The legislation also has the backing of Governor Earl Ray Tomblin. In its original format, with a 15 percent reduction, the Charles Town Horsemen’s Benevolent and Protective Association (HBPA), which represents Charles Town’s horsemen, estimated that it could cost horsemen “approximately $6 million.”
“Reductions like those proposed in H.B. 4333 would be devastating to the horse racing industry in West Virginia,” the organization said in a statement to its members.
The West Virginia Thoroughbred Breeders Association had a similar response. The proposed cuts, WVTBA vice-president Martin Blaylock wrote, “will hurt each and every one of us involved in the Thoroughbred industry in West Virginia.”
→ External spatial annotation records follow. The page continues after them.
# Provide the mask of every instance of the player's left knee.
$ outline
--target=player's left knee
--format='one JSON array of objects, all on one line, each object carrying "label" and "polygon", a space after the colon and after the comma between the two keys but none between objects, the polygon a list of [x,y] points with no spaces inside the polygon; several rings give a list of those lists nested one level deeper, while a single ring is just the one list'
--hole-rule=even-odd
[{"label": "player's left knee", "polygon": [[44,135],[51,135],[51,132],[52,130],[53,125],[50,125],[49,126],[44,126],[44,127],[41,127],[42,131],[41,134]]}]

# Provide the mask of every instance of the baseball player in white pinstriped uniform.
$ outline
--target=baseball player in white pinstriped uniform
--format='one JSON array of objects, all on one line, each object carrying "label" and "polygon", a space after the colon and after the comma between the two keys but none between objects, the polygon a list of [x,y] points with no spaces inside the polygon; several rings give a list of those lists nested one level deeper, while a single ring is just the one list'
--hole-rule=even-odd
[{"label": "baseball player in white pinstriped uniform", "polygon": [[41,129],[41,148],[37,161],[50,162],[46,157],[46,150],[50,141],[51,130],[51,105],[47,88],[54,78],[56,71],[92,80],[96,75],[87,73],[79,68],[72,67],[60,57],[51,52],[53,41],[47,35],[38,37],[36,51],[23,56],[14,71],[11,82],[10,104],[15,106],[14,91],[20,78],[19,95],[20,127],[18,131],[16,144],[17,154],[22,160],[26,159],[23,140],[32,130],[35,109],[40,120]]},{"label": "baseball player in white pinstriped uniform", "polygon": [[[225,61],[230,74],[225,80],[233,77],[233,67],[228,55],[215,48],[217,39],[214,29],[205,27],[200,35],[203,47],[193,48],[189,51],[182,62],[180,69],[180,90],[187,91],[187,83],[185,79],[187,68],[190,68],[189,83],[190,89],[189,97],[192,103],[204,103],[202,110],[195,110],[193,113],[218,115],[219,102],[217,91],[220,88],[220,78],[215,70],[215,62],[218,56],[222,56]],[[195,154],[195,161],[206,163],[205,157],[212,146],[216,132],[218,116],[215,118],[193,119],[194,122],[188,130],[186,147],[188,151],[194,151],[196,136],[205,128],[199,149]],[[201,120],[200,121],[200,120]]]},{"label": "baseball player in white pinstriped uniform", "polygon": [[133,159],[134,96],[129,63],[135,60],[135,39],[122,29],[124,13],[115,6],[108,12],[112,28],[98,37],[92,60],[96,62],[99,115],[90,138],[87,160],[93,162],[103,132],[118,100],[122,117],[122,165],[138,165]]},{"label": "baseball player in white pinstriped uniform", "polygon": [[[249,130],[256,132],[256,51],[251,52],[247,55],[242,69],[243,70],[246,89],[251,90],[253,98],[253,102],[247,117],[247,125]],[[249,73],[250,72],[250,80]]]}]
Dan Greathouse, a Hancock County commissioner, told the The Intelligencer/Wheeling News-Register that he has both immediate and long-term concerns with the cuts. In the long run, he said, “I’m concerned we’re going to lose some of our horse breeders here.”
On top of that, there’s the matter of purses. These cuts, he suggested, might take a whack out of the state’s top racing events, like Mountaineer Park’s West Virginia Derby. With lower purses, he said, “It will be difficult to attract good horses.”